Lyssa inspires her clients as she supports their personal and professional transformations. StoryJacking is about learning to grow yourself as a person of self-mastery by exploring your relationship to the stories you tell yourself.
Lyssa produces and hosts the StoryJacker podcast, available on all podcast services for mobile devices. Lyssa lives on Bainbridge Island in WA with her husband and their dog Duffy.
“You have brains in your head. You have feet in your shoes. You can steer yourself any direction you choose. And will you succeed? Yes! You will, indeed (98and3/4 percent guaranteed.)” Be a hero of your story!
I wasn’t sure what to expect when I started reading this book, there are so many self-help books out there now but this one really stood out for me. I’ve coped with depression for as long as I remember and in the last few years have used medication, tried CBT and I’m currently thinking Counselling. The one thing I find very strange about the human being is our thought process. We never truly know what someone is thinking. We become confused when one task to us is simple and yet others can find it difficult. We each respond to events/situations differently and yet the solution is sometimes the same.

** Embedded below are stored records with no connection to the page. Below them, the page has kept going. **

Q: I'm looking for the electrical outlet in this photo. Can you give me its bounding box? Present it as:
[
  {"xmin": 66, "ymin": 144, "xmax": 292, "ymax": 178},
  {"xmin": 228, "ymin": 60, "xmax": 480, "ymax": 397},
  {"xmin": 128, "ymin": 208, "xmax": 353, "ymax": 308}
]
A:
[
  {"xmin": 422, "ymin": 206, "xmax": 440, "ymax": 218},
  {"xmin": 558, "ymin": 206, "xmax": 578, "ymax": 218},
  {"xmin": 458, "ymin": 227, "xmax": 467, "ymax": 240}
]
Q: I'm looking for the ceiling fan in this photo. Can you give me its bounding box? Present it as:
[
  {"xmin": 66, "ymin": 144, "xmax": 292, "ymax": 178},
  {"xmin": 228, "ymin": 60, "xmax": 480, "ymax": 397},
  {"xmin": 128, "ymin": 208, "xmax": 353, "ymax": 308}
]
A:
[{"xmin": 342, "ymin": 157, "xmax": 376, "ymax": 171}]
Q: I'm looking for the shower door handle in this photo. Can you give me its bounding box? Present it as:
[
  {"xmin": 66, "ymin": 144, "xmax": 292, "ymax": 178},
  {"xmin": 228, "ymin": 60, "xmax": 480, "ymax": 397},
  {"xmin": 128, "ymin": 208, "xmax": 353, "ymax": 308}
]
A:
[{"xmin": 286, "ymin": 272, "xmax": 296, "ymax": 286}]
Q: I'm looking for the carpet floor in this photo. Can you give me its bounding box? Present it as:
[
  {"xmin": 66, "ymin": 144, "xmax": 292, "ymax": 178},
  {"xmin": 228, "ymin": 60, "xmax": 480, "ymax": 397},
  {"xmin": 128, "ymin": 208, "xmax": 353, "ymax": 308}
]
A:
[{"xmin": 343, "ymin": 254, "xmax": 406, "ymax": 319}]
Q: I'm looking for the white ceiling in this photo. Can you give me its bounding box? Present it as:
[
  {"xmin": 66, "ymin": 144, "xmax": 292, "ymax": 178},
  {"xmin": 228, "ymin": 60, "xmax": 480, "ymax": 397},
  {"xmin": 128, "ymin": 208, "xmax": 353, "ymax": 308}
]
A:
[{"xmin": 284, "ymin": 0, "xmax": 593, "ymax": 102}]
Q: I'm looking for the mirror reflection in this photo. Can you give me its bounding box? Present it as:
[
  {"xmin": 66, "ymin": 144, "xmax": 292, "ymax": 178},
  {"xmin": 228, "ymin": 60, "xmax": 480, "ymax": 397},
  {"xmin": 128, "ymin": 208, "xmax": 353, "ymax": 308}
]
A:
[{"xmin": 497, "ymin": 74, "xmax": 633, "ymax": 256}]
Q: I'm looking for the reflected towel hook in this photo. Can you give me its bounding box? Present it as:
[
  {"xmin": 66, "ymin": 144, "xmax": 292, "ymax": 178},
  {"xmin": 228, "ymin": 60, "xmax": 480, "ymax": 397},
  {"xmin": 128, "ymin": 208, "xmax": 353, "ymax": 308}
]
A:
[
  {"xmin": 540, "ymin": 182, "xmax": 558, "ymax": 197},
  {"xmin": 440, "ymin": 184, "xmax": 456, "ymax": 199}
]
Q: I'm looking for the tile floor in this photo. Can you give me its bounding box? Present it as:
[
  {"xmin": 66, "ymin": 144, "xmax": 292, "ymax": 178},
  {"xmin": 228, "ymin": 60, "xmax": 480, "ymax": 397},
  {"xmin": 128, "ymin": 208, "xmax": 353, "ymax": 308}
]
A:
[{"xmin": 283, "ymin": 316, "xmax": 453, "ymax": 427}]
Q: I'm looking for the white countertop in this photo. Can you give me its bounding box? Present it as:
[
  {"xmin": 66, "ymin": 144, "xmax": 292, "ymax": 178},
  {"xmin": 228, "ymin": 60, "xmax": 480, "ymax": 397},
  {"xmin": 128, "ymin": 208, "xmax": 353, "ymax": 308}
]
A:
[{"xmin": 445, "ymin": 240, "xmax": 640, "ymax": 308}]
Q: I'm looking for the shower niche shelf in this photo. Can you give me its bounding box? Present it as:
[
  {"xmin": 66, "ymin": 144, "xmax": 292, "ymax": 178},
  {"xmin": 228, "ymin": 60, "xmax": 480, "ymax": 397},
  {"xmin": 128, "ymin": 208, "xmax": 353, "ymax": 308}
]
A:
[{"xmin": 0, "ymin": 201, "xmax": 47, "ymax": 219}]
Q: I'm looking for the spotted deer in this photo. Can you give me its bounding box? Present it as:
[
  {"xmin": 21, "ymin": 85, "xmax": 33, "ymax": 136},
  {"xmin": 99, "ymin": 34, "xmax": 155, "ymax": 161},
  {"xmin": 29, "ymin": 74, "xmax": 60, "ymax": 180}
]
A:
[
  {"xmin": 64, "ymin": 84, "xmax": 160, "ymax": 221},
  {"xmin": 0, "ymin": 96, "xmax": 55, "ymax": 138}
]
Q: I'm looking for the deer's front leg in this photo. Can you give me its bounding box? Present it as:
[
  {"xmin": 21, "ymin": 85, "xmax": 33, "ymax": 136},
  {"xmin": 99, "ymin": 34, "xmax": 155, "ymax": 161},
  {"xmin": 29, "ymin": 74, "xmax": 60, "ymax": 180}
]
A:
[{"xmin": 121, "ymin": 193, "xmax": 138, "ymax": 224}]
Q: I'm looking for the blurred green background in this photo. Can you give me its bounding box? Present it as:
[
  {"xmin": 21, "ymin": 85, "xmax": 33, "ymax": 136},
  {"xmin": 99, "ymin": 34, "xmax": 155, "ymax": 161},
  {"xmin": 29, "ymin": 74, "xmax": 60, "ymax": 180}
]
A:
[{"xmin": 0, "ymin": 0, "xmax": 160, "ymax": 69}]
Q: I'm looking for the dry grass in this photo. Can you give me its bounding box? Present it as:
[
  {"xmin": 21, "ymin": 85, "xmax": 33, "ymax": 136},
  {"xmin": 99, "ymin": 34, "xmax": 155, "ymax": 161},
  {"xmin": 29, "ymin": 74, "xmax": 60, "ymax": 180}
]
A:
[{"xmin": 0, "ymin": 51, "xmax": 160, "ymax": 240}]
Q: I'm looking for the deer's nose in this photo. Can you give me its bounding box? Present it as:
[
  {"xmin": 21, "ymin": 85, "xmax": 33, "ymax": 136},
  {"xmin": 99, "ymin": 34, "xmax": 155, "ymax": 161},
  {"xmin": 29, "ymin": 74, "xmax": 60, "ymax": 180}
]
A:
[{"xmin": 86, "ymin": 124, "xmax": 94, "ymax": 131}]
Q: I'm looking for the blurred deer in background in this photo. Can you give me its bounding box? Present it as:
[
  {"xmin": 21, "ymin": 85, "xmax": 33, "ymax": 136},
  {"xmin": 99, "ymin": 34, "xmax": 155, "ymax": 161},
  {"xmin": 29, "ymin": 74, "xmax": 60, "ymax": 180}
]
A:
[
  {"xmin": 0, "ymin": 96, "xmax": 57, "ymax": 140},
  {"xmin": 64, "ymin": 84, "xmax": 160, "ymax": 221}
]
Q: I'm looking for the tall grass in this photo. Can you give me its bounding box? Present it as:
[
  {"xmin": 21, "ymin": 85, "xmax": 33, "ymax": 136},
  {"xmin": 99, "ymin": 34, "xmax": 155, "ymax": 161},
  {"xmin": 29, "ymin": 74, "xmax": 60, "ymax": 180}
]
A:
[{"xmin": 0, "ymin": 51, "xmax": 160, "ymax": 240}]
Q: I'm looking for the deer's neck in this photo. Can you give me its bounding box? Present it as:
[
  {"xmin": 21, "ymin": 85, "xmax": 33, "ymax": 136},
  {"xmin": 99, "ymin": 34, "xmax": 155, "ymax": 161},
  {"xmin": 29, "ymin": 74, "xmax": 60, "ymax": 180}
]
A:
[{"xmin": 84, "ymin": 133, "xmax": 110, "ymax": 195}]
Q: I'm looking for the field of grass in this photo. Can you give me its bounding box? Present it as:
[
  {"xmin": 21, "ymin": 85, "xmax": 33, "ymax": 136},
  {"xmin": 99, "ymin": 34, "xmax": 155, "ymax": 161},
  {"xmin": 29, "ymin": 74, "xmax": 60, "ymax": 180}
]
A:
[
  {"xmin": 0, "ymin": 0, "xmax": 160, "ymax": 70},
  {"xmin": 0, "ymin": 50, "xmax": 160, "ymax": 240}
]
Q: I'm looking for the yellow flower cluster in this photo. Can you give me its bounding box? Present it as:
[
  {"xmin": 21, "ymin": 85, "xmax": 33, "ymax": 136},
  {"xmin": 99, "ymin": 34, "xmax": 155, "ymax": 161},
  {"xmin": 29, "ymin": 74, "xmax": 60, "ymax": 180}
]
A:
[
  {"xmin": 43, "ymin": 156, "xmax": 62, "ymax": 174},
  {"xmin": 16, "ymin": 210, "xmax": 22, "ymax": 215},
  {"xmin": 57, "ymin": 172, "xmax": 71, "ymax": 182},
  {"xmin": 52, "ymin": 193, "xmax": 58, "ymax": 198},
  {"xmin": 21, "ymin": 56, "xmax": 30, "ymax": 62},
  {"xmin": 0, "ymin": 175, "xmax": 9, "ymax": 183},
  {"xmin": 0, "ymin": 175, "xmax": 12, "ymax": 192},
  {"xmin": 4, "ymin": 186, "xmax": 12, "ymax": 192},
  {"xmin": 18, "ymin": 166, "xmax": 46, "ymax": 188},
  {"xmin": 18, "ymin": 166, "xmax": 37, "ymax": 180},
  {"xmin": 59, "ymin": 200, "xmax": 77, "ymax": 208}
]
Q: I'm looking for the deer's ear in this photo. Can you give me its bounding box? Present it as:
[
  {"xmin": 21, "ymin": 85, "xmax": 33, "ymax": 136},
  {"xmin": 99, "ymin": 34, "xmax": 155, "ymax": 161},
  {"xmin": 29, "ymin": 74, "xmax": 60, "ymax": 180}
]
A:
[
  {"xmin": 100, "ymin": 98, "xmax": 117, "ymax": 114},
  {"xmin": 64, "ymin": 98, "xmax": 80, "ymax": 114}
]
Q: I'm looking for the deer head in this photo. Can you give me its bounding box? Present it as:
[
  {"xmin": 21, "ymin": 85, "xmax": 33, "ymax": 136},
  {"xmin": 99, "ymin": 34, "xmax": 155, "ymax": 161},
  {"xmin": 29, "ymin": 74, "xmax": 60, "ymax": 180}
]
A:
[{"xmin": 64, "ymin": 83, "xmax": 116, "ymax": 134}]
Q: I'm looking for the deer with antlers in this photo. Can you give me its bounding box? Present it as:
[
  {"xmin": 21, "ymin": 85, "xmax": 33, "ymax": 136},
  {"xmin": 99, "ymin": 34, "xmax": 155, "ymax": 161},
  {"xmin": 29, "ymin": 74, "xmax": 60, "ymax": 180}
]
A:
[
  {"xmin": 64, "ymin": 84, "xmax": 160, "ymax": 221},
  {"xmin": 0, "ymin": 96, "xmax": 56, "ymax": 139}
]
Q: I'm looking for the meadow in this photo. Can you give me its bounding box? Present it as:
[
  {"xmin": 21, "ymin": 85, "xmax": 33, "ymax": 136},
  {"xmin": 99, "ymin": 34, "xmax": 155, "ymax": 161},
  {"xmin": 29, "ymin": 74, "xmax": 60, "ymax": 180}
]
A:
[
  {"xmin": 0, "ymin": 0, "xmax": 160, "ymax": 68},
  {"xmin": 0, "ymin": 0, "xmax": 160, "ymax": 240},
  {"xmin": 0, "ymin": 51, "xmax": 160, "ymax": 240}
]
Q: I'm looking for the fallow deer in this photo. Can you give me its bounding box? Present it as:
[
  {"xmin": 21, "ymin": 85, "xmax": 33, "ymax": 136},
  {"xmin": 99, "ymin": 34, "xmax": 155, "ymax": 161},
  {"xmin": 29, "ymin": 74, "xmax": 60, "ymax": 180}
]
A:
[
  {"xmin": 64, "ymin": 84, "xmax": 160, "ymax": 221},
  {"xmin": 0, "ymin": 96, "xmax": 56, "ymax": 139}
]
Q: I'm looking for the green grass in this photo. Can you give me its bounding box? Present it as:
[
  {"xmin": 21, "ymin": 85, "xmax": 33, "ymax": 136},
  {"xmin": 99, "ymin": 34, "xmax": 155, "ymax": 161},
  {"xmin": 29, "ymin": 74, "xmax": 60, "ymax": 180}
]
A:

This little book is great for helping you decide what is best for you. Packed with quotes,tips and stories of what we can do and what can help provides a lovely little book that you can go back to time and time again. I read this straight through making notes to what I wanted to go back to. The bit I loved most was the exercises, soon to be available in pdf’s on the website, the book guides you through each exercise one step at a time.
So much pressure is put on us these days we forget the ability of just being still and this book reminds us of that. Not only the exercises mentioned above there is the act of mindfulness brought in. Again broken down to be able to fit into our busy lifestyles, to help us when we feel it’s all too much.
“My ability to work through my depression and anxiety will help other people.” Having a clear goal of where she was and where she was going and the work to get there”
Plot twist! how do you want to change your story?
This book is full of helpful advice. How to go on your own journey and explore who you are, looking at all the parts of you and either developing them or releasing them and becoming someone you love rather than hate/dislike as in most cases we do.
As the author says – ‘You are the key, your are the map and you are also the compass taking personal responsibilities of your feelings learning to be brave enough to love yourself and also calling yourself out on your nonsense is what it’s all about’
So go be Alice and start a new adventure and don’t forget to take this book with you.
“Curiouser and curiouser!” Cried Alice (she was so much surprised, that for the moment she quite forgot how to speak good English).”
― Lewis Carroll,
And before I forget, my favourite quote of the book that stood out the most for me was this, it really fits with how I feel at this moment in time……
“We must be willing to let go of the life we planned so as to have the life that is waiting for us.”